Marx and his colleagues’ research began as an attempt to more fully understand how the bacterium Methylobacterium extorquens breaks down a toxic compound. In doing so, they inserted foreign plasmids, circular DNA molecules, into the bacteria. This was disadvantageous to the bacteria because they expended many resources when making the foreign proteins.
By manipulating various metabolic pathways in this way, Marx and his colleagues set out to analyze how the metabolic pathways were affected by these genetic changes.

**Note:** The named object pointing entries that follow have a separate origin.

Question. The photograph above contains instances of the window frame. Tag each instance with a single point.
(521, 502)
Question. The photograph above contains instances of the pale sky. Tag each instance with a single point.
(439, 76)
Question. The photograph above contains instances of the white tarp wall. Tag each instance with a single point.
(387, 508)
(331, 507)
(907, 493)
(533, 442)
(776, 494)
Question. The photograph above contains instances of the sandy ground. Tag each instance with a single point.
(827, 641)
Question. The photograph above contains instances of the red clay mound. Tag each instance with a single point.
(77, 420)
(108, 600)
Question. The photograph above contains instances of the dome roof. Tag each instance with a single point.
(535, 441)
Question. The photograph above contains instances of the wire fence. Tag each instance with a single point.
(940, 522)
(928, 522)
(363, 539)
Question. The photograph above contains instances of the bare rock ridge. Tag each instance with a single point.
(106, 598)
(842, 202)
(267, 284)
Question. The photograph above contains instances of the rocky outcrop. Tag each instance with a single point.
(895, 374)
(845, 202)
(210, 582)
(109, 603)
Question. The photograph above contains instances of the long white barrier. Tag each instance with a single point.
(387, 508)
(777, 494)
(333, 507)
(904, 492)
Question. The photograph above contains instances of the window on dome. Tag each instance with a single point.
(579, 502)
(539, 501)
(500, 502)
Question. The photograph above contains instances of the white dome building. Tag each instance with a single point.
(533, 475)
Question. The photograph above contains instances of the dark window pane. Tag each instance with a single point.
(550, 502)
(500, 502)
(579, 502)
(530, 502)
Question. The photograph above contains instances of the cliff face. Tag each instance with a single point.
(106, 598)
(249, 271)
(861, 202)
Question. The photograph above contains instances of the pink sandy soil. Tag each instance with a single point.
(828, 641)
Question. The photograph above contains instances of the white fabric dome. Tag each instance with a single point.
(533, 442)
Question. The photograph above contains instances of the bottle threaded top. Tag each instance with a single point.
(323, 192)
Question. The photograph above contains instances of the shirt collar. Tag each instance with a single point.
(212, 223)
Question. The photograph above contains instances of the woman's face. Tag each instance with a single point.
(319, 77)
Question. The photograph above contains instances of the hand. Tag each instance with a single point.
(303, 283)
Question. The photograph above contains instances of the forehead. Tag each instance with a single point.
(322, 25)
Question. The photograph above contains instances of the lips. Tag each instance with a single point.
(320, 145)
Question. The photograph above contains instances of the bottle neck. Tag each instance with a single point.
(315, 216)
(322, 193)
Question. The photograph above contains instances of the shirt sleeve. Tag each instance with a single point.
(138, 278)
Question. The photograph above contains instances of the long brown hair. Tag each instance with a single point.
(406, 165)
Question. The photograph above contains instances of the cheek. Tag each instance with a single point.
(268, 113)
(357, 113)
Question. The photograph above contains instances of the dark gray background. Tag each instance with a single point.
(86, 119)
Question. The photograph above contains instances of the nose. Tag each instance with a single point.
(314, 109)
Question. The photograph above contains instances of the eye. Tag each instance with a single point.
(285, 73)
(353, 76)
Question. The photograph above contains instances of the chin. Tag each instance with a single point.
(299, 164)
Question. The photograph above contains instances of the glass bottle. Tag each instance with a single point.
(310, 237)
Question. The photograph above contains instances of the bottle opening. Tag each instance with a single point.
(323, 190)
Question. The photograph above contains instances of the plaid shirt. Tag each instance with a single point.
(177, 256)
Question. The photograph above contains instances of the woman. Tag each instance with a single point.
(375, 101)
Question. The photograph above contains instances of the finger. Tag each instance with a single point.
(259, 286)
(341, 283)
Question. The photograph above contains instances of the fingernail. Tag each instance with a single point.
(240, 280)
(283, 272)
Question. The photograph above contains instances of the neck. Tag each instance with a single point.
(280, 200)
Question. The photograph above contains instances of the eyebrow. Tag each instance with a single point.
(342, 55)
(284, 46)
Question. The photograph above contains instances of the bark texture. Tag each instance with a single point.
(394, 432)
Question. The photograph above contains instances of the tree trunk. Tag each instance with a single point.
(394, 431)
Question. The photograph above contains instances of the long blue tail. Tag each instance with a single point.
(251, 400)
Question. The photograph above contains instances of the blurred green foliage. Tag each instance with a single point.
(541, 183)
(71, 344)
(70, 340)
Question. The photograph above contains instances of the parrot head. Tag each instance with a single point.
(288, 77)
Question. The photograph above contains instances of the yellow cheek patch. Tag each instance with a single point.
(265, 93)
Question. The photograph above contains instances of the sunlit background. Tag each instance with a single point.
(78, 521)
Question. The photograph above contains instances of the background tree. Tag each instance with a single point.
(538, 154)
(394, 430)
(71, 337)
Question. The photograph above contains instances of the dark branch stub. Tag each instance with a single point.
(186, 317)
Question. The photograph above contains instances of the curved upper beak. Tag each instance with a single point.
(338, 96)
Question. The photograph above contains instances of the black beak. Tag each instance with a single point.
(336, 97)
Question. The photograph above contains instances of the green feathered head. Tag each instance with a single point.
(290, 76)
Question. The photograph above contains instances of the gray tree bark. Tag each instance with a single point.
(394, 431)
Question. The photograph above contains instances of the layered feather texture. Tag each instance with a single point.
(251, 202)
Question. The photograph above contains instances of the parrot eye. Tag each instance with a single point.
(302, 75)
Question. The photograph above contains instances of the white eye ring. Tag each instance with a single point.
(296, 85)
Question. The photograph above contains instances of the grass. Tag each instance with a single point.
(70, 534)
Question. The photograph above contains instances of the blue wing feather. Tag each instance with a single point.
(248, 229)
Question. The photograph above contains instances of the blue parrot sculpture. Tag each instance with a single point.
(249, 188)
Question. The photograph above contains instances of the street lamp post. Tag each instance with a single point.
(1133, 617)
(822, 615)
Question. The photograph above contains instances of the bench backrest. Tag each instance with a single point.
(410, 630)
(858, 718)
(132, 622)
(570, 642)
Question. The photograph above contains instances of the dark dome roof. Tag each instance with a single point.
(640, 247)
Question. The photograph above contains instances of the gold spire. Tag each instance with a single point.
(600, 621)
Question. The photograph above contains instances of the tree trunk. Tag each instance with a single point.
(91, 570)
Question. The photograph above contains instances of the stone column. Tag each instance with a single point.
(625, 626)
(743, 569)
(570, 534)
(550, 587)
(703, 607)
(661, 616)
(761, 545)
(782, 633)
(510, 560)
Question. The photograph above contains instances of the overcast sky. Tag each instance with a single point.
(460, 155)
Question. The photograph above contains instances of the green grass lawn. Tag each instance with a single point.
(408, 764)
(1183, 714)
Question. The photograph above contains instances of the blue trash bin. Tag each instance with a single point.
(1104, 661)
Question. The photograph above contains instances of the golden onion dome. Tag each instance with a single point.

However, the researchers encountered what Marx referred to as a “happy surprise.” They discovered that in many of the bacteria a transposon, which inserts itself into other genes, entered into the plasmid’s replication machinery, which decreased the bacterium’s production of the foreign proteins. This result was evolutionarily advantageous for the bacteria.
It also provided a way for the researchers to distinguish between all of the specific mutations which occurred.
“Because the mutations involved a jumping gene hopping into the plasmid, each time a mutation occurred, it occurred in a different place, a different junction between the plasmid and the host genome,” Marx said.
The movement allowed the researchers to observe that only some of the beneficial mutations were propagated in the population while other equally beneficial mutations were not.
Marx explained that the survival rate of various mutations depended on how well they could be integrated into the bacteria’s “complex dynamic of mutations” at a particular time. For instance, if a beneficial mutation had a role similar to that of another mutation, or was unable to “get along” with pre-existing mutations, it was less likely to propagate in the highly competitive environment.
Following the discovery, Marx and his colleagues are now trying to predict mutation survival rate with mathematical models.
Marx also described how these findings have implications for the study of infectious diseases that also have a complex and competitive environment for mutations. Marx noted cancer as a particular disease of interest because many types of tumors are environments in which a variety of beneficial mutations are attempting to propagate at a given time.